D’après une étude, l’incendie dévastateur de Lubrizol a créé des problèmes de santé à «court terme» avec un impact sur la santé psychologique des riverains. En 2019, plus de 9 000 tonnes de produits chimiques avaient brûlé à ciel ouvert Rouen.

Selon une étude de Santé publique France (SPF) présentée le 5 juillet lors d’un comité de la transparence et du dialogue à la préfecture de Seine-Maritime, l’incendie hors norme de l’usine Seveso Lubrizol en 2019 à Rouen a engendré des problèmes de santé avec un «effet négatif» sur la «santé psychologique» de la population exposée, rapporte l’AFP. 

Selon cette enquête menée sur 5 300 personnes représentatives de 340 000 habitants de 133 communes touchées, 62% des habitants ont ressenti au moins un symptôme ou un problème de santé qu’ils ont attribué à l’incendie.

Près de 38% des adultes ont perçu des picotements des narines, de la gorge, de la langue, un écoulement ou une obstruction nasale, 37% des maux de tête des malaises ou des vertiges, 15% une toux ou un encombrement bronchitique ou une difficulté à respirer ou une crise d’asthme.

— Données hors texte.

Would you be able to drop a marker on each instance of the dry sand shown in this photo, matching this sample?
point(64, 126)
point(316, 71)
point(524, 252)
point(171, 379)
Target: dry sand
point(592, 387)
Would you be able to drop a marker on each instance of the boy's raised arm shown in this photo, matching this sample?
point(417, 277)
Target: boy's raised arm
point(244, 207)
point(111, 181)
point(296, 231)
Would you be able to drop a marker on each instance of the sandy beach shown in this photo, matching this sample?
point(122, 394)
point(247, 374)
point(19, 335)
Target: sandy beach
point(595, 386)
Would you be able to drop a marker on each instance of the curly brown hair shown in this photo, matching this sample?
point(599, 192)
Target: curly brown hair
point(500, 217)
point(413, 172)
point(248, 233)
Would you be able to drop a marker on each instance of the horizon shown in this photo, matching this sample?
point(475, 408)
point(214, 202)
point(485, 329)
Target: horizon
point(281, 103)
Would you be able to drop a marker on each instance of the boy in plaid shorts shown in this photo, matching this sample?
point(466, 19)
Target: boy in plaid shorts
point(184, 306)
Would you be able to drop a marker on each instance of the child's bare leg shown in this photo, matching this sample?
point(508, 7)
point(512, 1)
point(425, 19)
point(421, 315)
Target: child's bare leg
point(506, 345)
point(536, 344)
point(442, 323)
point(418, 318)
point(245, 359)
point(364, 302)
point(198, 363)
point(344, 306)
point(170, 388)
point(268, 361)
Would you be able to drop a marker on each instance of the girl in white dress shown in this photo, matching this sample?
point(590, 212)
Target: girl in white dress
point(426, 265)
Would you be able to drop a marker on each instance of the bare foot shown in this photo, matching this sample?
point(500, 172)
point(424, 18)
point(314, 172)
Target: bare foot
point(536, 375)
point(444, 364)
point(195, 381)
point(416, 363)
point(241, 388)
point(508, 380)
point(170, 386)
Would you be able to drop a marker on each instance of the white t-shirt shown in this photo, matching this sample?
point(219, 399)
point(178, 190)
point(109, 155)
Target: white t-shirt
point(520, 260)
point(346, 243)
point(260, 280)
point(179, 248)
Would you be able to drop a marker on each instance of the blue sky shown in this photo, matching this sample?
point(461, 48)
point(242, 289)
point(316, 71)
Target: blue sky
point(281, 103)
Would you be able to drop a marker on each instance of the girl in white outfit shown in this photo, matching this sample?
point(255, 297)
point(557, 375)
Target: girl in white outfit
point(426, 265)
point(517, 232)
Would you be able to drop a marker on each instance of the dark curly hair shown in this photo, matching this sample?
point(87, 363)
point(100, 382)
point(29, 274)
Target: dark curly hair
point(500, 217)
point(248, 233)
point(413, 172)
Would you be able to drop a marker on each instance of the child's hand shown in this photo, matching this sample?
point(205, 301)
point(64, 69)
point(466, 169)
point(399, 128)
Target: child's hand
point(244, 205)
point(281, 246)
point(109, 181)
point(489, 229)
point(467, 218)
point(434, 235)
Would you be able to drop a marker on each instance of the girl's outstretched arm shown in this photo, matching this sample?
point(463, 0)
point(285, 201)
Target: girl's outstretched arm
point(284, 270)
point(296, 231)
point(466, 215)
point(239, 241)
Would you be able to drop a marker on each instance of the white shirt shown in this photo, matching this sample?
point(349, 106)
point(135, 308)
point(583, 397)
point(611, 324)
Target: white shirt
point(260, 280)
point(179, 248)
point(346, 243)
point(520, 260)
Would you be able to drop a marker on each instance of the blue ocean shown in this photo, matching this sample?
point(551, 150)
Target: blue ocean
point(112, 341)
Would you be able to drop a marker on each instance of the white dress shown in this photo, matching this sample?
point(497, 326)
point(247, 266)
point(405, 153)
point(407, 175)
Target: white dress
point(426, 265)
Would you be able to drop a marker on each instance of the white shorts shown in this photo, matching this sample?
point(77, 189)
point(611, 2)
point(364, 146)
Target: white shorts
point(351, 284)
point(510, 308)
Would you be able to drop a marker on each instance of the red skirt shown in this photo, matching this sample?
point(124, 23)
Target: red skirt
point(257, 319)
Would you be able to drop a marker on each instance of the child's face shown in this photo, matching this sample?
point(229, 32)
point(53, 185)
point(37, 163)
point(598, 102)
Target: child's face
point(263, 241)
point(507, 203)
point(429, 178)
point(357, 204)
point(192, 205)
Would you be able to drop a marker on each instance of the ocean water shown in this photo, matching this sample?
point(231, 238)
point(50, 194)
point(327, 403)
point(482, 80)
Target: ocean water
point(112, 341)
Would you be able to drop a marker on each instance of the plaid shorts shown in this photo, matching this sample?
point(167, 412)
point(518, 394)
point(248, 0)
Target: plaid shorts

Une altération de la santé mentale un an après

Lors de cette réunion sur l’incendie qui s’est tenue en préfecture, Franck Golliot, directeur adjoint de SPF, a également précisé qu’il y avait également eu «une altération de la santé mentale un an après». Comme le souligne Les Echos, l’organisation sanitaire résume ainsi ses premières conclusions : «Des effets à court terme de type irritatif et psychologique observés chez la population riveraine et les travailleurs, et un effet négatif sur la santé psychologique un an après l’événement.»

En 2019, plus de 9 000 tonnes de produits chimiques avaient brûlé sur le site industriel de Lubrizol et Normandie Logistique. Les habitants de Rouen s’étaient alors réveillés sous un nuage de fumée et entourés de dépôts de suie ayant recouvert la ville.